FARM expenses are set to increase across 2025, with inputs expected to be slightly higher than last year.
That’s the outlook from Bendigo Bank agricultural analyst Sean Hickey.
However, he said the price of resources used in fertiliser production appears to have stabilised compared to the volatility seen between 2021 and 2023.
Mr Hickey said, because Australia imported more than half its fertiliser supplies, a lower Australian dollar was impacting our buying power as global trade was generally done in US dollars.
“Geopolitical uncertainty remains a factor as global fertiliser exporters including China, the European Union and Russia remain embroiled in various trade issues,” he said.

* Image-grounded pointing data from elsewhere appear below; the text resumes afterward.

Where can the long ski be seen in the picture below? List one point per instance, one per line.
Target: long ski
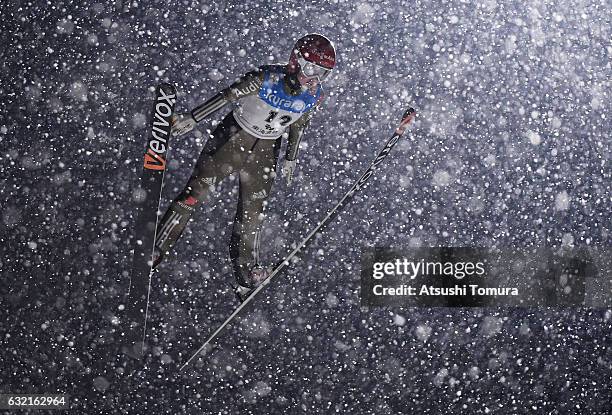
(134, 321)
(406, 119)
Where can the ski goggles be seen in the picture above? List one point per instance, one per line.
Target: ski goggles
(312, 70)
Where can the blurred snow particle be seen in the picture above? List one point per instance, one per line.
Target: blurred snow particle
(215, 75)
(510, 44)
(567, 239)
(562, 201)
(489, 160)
(474, 372)
(11, 216)
(534, 137)
(262, 389)
(441, 178)
(256, 325)
(65, 27)
(139, 120)
(423, 332)
(491, 326)
(139, 195)
(331, 300)
(555, 122)
(363, 15)
(78, 91)
(343, 347)
(439, 378)
(101, 384)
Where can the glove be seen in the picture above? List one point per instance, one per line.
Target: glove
(182, 124)
(288, 169)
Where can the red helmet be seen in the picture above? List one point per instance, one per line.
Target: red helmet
(313, 55)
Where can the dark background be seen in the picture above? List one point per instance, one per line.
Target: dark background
(511, 148)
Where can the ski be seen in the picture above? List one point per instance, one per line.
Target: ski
(148, 197)
(405, 121)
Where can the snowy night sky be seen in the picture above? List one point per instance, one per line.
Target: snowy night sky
(511, 147)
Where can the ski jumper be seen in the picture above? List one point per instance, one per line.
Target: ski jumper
(246, 142)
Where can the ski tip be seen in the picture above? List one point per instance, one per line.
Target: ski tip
(407, 118)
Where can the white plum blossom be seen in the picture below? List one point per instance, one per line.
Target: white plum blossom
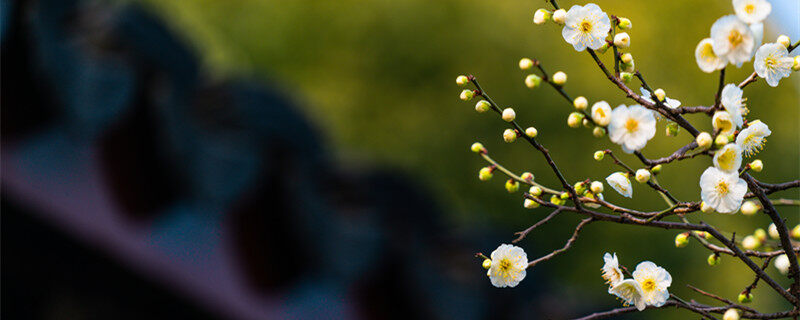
(631, 127)
(654, 281)
(630, 292)
(752, 11)
(707, 60)
(620, 183)
(722, 191)
(728, 158)
(734, 103)
(773, 63)
(611, 272)
(508, 266)
(601, 113)
(586, 26)
(752, 138)
(733, 40)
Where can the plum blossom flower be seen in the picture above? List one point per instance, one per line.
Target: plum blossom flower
(586, 26)
(654, 281)
(611, 272)
(508, 266)
(620, 183)
(733, 40)
(707, 60)
(752, 138)
(773, 63)
(630, 291)
(721, 190)
(728, 158)
(631, 127)
(734, 103)
(752, 11)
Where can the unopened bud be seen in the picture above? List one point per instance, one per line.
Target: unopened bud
(509, 115)
(512, 185)
(560, 78)
(531, 132)
(580, 103)
(757, 165)
(509, 135)
(477, 147)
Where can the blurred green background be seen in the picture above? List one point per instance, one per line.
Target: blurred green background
(378, 78)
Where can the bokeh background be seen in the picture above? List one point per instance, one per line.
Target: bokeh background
(305, 159)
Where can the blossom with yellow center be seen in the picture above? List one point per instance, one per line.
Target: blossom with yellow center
(752, 138)
(722, 191)
(508, 266)
(654, 281)
(586, 27)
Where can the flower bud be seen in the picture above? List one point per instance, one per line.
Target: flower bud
(731, 314)
(757, 165)
(721, 140)
(772, 230)
(509, 135)
(560, 16)
(574, 119)
(596, 187)
(525, 63)
(784, 40)
(532, 81)
(512, 185)
(642, 175)
(626, 57)
(713, 259)
(477, 147)
(681, 240)
(466, 95)
(672, 129)
(509, 115)
(580, 103)
(624, 23)
(531, 132)
(745, 297)
(526, 176)
(560, 78)
(485, 174)
(750, 242)
(760, 234)
(541, 16)
(530, 204)
(749, 208)
(462, 80)
(482, 106)
(622, 40)
(626, 77)
(656, 169)
(703, 140)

“But an increase in the amount of
nitrogen-based fertiliser imported has maintained pretty decent price stability over 2024 and we see nitrogen pricing trending higher over the next quarter before stabilising later in 2025.
“Phosphate based fertilisers such as MAP and DAP are coming into a high demand period after sluggish demand and seasonal factors saw a price decline at the start of 2025.
“China has halted exports of DAP and MAP fertiliser from December 2024 until April 2025, so we expect both MAP and DAP to sit above the $1300/t mark through to mid-2025.”
Mr Hickey said the International Energy Agency anticipated a slight lift in crude oil demand in 2025.
Labour supply had been a significant challenge for producers, particularly those involved in the horticulture and wool sectors reliant on sourcing significant numbers of workers for a very short period of time.
“While labour supply has certainly improved, we expect sourcing farm workers, with the exception of skilled shearers, to be much easier in 2025,” Mr Hickey said.